Tudo pode ser classificado do ponto de vista de uma prática discursiva, inclusive condutas, posições políticas e mesmo o amor. Que seja. Nada impede, todavia, que tomemos, então, para nós, essa mesma liberdade classificatória e avancemos ficcionalmente até o nível virtual de um último DSM em que o catálogo se capilariza. Este último DSM deveria, portanto, descrever um transtorno que acomete, preferencialmente, gestores obcecados com a rentabilidade dos planos de saúde, frequentemente vinculados a laboratórios farmacêuticos, assim como docentes universitários financiados por laboratórios, até pouco tempo restritos às universidades norte-americanas, porém com tendência a se propagarem para outros territórios.

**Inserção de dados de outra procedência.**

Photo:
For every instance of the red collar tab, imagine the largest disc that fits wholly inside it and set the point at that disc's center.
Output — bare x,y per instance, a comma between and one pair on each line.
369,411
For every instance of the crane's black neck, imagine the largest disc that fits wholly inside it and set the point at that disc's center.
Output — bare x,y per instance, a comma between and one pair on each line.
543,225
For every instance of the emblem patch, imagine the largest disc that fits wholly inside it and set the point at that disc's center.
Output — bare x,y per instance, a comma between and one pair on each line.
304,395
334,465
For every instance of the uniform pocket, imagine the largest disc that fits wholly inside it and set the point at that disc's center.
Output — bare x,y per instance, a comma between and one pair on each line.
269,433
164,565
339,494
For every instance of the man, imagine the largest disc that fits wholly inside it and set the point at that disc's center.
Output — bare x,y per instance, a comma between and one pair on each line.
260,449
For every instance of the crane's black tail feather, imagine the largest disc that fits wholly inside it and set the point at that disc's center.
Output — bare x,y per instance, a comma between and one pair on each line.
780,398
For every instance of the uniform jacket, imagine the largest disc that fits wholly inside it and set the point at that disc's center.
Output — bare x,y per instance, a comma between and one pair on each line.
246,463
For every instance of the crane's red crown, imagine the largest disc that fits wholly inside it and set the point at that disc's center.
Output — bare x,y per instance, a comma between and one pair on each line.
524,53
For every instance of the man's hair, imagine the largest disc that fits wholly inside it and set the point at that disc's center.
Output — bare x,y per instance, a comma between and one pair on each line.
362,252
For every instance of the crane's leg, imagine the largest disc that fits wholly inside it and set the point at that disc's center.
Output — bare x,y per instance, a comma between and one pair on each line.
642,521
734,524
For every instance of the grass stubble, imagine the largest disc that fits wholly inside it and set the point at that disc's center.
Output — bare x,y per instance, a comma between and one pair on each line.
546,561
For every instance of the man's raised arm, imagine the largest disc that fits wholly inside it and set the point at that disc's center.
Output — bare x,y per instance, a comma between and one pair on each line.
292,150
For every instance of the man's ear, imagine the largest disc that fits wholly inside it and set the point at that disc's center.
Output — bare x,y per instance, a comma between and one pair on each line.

Chamemo-la de “transtorno de compulsão classificatória avaliativa maniforme” (TCCAM), ou doença de Simão Bacamarte, em homenagem ao alienista descrito por Machado de Assis, no final do século 19, que em nosso tempo se manifesta como uma necessidade incontrolável de classificar e avaliar todo comportamento observável, assim como preencher compulsivamente espaços de “sim”, “não” e “mais ou menos” em planilhas de avaliação. Alguns desvios caracteriais evidentes dessa síndrome incluem: a incapacidade sistemática de questionar a sua própria função e a necessidade obsessiva de eliminar todo e qualquer sofrimento subjetivo. Observa-se ainda, como sinal patognomônico desse quadro, uma importante alteração do juízo de realidade, manifesta no sentimento delirante de estar no direito de classificar e avaliar os demais sem permitir que seja avaliado ou classificado o próprio exercício de avaliação. A classe dos classificadores, assim constituída, não tolera que ela própria seja classificada. Em seu delírio, os pacientes acometidos pela TCCAM, ou pela doença de Bacamarte, chegam a se arrogar o direito de definir o que é científico ou não, sem, contudo, expor critérios que possam definir a cientificidade de sua prática classificatório-avaliativa.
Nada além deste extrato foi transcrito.